As you just read in these accounts of two parallel generations, both my dad and I made choices for our Halloween outfits based on the level of involvement by our parents.  I imagine you’d say the same thing as you think back on what this day looked like for you as a child. 

When it comes to the kind of fathers that each of us end up with, some of us get the “trick” version and others get the “treat.”  

And because I’m an advocate for fathers and one who seeks to clarify what we daughters need from our dads, I want to organize this concept a bit more so that you hear my support of you if you choose to give your all.  

Here’s what a father looks like who “tricks” his daughter, followed by one who knows how to “treat” her well.  

A dad who “tricks” his daughter will:

  • put his needs before hers on a regular basis
  • teach her by the way he interacts with her that women are "less than"
  • tease her for being emotional, leading her to put walls up as a protective shell
  • criticize her mom, leading her to believe that she's going to turn out the same way
  • use her for his sexual pleasure and rob her of her innocence
  • contribute to the exploitation of women through his engagement with porn
  • make her never trust God the Father because she can't trust him as her earthly father

And now, let’s move on to the good news.  Here are a few ways that a dad can positively “treat” his daughter so she internalizes his affirmative view of her. 

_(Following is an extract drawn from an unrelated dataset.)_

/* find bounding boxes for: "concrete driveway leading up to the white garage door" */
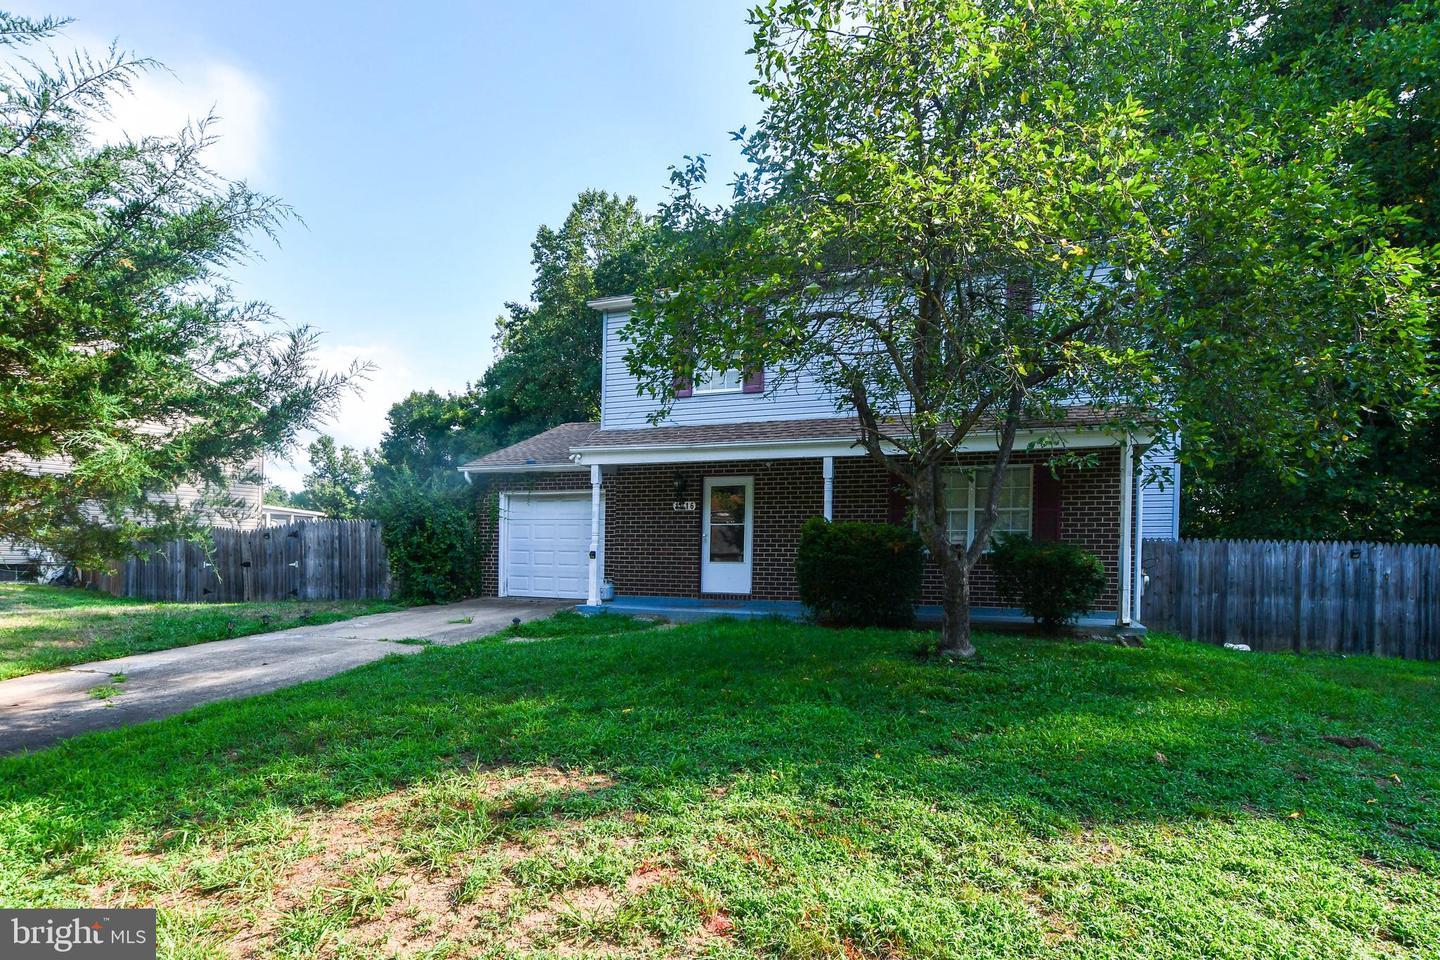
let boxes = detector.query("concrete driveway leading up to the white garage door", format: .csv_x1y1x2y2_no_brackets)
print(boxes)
0,600,575,754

A dad who “treats” his daughter well will:

  • tell her every day not only that he loves her but why he loves her
  • notice the things that have meaning to her and then share in them with her
  • provide for her needs
  • sometimes buy things for no special reason other than to reinforce her value

  • love her mom (and if divorced, only speak positive words or not say anything negative)

  • affirm her positive qualities

  • gently and lovingly set boundaries and limits as a way to teach her to respect herself and the world around her

  • listen twice as much as he talks, knowing that this will let her know she is worthy of being listened to

  • pursue her heart by actively spending time with her as a way to really know her

  • enjoy the uniqueness of her personality by laughing at what makes her laugh

  • build the bridge for her to trust, connect to, and feel positively about God as a Father because he’s been trustworthy, connectable, and invested as a dad.

So Dad, it’s up to you to decide what kind of dad you’ll be.  

You get to choose whether you’ll be a dad who tricks or treats his daughter. I pray that today you will choose to be the best man in her life, one who treats her with dignity and value so she can believe that she is both a treat and a treasure. 

With that spin on this All Hallows Eve, I say, Bring on the treats!”